Methods: To accomplish this goal, we administered specific antiserum to block the potential effect of neuropeptides (SP and CGRP) prior to SAH. Our study tried also to realize whether difference can be demonstrated between endothelium-dependent (SP) and endothelium-independent vasodilatory mechanisms (CGRP) during the acute phase ofvasospasm. Twenty-three rabbits were divided in 5 experimental groups: Group A included normal control animals, Group B included rabbits who received saline injection prior to SAH, Group C included animals who received preimmune serum, groups D and E included animals who received respectively antiserum against CGRP and against SP prior to SAH. The antisera were administered into the cisterna magna by means of percutaneous suboccipital puncture. After 15 minutes 1 ml of autologous non-heparinized blood was injected in the same way. After 20 minutes the animals were sacrificed by cardiac perfusion. The basilar artery was removed by means of transclival approach and it was included in Epon 812. Mean diameters and luminal areas of the arteries were measured with morphometric method on sections of 2-3 microm of thickness.
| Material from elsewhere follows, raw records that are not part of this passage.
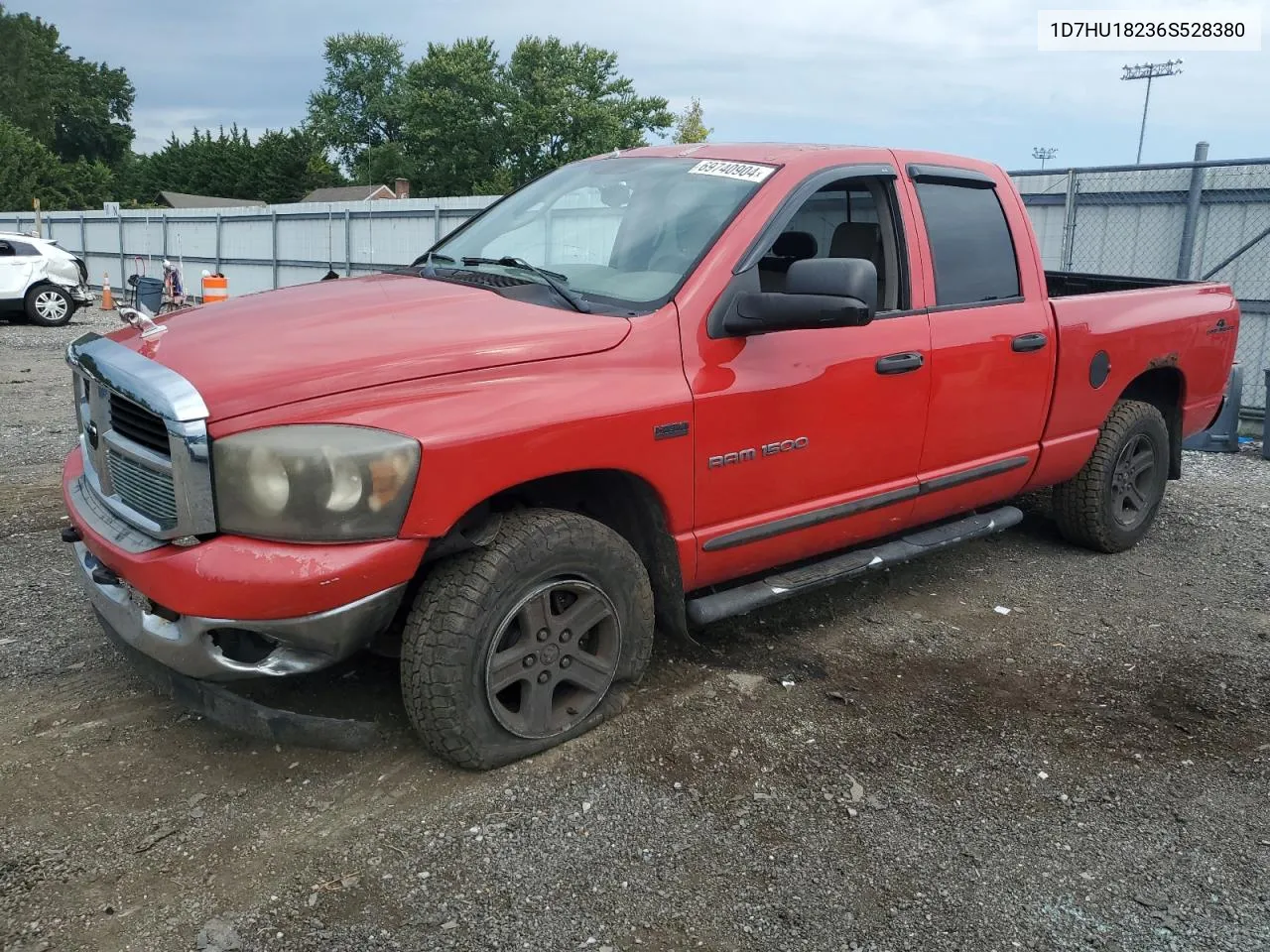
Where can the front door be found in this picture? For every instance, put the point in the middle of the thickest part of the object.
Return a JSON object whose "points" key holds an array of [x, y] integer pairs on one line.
{"points": [[808, 440]]}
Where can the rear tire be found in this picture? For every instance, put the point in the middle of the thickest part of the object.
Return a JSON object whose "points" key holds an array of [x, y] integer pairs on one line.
{"points": [[526, 643], [49, 306], [1111, 503]]}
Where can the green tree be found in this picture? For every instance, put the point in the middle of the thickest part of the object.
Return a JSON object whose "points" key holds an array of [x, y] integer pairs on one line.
{"points": [[289, 166], [278, 167], [454, 119], [567, 102], [77, 109], [30, 171], [358, 107], [689, 125], [472, 123]]}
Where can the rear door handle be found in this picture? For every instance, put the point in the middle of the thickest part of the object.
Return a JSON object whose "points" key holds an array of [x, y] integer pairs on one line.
{"points": [[1025, 343], [898, 363]]}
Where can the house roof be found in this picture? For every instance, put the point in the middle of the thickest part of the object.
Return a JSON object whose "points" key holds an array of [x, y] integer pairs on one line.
{"points": [[348, 193], [180, 199]]}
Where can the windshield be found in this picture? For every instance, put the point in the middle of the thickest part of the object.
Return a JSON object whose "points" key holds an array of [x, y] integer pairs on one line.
{"points": [[619, 231]]}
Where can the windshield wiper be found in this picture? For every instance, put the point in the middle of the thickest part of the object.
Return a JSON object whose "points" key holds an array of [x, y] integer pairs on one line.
{"points": [[427, 258], [553, 280]]}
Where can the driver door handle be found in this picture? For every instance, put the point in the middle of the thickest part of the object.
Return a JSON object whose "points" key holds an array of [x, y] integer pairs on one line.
{"points": [[898, 363], [1026, 343]]}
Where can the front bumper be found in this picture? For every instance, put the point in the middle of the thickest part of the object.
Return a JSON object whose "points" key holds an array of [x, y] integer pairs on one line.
{"points": [[244, 716], [195, 647]]}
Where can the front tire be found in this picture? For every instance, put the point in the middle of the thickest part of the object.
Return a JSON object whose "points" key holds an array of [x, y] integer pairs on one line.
{"points": [[49, 306], [1111, 503], [527, 642]]}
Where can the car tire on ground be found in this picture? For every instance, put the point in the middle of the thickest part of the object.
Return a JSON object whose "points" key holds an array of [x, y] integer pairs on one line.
{"points": [[527, 642], [1110, 504], [49, 306]]}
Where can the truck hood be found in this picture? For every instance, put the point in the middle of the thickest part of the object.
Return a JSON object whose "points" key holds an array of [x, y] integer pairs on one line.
{"points": [[278, 347]]}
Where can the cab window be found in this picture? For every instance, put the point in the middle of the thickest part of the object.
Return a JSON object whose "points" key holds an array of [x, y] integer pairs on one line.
{"points": [[853, 217]]}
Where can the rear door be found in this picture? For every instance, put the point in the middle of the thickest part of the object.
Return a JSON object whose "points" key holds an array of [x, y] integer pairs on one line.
{"points": [[810, 439], [992, 340]]}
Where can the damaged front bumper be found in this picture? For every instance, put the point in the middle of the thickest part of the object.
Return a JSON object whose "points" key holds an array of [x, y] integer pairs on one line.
{"points": [[243, 715], [186, 655], [229, 649]]}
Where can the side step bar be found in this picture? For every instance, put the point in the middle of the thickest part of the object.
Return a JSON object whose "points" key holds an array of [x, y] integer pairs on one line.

Results: The results showed a reduced mean diameter and luminal areas in the group B comparing to normal controls of the group A. A marked vasospasm is mainly evident in group D and E. In group C the vasospasm is not significantly different from that of group B. No significant difference was demonstrated between group D and group E.
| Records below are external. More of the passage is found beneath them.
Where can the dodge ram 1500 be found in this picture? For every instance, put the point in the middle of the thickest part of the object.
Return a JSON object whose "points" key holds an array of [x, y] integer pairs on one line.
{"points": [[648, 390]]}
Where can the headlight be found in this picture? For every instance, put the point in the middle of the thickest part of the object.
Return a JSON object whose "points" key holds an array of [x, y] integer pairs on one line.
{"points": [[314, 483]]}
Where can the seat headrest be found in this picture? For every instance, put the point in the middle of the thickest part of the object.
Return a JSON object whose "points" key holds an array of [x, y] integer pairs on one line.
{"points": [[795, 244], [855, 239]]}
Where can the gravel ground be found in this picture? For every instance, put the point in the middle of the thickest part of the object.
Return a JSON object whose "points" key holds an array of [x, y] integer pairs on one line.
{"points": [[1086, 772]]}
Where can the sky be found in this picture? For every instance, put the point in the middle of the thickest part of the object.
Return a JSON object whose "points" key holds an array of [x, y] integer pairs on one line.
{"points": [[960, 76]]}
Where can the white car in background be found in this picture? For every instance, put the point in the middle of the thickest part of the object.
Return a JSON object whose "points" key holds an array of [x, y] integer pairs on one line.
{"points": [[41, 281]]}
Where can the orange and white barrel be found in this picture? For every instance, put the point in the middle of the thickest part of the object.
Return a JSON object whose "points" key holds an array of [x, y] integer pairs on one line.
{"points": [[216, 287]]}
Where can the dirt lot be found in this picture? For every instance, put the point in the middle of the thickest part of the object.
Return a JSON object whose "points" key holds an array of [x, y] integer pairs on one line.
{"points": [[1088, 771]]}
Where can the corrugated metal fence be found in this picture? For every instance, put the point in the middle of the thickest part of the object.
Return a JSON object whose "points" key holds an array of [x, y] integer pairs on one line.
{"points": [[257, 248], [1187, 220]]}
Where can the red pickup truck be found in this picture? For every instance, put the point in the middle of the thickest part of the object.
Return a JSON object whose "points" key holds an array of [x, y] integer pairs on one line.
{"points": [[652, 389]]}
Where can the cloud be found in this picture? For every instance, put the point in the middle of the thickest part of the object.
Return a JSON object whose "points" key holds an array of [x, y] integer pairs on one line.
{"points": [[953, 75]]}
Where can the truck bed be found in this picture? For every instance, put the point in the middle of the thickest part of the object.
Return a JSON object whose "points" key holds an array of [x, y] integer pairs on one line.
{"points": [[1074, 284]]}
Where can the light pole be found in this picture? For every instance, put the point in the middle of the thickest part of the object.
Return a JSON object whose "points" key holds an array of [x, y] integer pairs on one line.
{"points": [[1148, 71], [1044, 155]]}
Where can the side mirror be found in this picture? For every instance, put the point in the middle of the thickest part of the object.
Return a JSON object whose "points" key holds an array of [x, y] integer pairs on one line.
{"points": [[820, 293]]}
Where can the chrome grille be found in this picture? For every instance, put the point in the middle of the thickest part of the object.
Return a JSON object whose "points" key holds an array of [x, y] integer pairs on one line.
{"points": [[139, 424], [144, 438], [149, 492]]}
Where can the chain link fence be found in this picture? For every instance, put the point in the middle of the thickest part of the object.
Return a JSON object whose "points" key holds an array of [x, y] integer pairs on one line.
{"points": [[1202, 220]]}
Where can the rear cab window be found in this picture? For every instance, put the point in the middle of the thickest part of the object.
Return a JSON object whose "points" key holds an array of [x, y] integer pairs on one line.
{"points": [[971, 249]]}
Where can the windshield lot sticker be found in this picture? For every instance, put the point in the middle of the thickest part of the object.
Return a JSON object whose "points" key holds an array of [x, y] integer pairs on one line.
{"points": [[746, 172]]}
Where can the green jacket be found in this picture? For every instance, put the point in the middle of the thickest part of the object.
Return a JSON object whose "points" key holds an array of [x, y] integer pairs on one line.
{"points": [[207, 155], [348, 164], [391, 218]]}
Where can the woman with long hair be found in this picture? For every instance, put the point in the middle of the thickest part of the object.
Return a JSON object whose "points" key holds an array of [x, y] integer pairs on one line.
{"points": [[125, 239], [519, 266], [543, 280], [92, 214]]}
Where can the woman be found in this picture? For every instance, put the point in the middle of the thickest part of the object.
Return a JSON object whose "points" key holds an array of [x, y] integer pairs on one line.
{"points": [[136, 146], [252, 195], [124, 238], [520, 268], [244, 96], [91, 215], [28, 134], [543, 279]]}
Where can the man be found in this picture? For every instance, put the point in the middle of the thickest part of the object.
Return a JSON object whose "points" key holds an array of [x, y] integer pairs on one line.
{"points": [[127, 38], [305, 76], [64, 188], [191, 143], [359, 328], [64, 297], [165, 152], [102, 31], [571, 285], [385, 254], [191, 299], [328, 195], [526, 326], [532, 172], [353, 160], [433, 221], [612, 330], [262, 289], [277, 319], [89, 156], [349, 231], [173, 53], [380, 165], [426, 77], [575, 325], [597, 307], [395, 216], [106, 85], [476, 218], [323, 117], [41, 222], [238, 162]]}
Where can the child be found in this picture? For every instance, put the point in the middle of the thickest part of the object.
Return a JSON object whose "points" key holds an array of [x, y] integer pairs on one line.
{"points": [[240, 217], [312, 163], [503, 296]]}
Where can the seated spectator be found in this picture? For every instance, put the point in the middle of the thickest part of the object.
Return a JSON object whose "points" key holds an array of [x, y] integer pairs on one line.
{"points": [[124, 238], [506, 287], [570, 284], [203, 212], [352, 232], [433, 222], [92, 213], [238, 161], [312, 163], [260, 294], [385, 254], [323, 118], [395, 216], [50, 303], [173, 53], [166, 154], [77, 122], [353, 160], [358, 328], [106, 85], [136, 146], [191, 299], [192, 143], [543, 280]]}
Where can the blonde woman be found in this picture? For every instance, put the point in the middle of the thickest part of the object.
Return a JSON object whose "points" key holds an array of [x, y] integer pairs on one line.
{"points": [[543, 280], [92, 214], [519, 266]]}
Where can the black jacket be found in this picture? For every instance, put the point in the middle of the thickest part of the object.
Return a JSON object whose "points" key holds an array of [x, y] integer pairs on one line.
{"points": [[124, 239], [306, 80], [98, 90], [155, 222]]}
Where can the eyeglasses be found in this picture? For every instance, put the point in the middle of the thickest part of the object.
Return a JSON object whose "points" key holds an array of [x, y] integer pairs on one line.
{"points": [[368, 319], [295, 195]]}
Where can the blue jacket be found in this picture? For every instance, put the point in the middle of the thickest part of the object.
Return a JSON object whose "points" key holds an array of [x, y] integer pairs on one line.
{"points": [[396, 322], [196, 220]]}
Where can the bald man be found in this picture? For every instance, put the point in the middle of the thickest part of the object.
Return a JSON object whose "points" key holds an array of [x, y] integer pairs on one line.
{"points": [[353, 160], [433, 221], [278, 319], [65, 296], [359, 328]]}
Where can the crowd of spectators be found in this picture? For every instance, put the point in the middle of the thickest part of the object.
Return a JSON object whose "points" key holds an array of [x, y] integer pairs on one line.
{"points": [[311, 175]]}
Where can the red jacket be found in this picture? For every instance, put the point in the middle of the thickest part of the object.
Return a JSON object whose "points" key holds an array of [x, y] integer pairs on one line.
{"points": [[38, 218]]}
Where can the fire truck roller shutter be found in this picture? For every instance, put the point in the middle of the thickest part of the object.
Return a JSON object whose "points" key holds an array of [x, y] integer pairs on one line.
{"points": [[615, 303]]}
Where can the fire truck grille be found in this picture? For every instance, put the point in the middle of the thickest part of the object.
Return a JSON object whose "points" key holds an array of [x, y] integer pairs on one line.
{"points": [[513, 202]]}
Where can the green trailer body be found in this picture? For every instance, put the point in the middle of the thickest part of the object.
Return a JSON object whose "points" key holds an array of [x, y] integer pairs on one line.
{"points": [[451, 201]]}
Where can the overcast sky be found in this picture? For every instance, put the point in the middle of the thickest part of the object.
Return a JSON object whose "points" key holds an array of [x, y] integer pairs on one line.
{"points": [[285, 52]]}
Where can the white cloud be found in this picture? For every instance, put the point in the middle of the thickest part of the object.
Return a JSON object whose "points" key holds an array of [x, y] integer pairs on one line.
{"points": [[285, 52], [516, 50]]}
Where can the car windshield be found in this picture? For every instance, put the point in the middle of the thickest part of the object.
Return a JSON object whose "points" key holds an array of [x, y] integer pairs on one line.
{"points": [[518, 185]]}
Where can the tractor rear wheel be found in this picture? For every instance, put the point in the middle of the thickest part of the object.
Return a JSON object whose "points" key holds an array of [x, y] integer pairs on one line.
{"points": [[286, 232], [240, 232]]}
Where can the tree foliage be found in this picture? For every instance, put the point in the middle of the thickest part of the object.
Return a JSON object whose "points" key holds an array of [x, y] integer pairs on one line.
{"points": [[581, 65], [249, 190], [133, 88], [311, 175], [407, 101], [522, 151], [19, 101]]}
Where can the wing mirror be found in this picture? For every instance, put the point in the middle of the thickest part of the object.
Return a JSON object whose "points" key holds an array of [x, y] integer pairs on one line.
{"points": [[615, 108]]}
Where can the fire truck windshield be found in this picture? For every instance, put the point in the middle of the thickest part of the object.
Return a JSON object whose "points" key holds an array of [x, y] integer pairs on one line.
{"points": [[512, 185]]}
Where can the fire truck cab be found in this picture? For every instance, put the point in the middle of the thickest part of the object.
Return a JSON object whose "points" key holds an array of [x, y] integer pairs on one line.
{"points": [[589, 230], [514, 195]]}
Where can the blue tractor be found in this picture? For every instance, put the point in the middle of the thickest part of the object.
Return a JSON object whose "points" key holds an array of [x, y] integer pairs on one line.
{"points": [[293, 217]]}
Conclusions: We can conclude that: 1) the marked depletion of neuropeptides in the early phases of vasospasm represents a functional phenomenon in order to reduce the effectiveness of spasmogenic stimula. In fact the inhibition of the activity of these neuropeptides worses the entity of the vasospasm. 2) During the acute phase of vasospasm the endothelium-dependent vasodilatory mechanism is still functioning. No significant difference in the entity of vasospasm has been demonstrated between inhibition of SP (endothelium-dependent) and CGRP (endothelium-independent). Inactivation of such a mechanism occurs during late phases.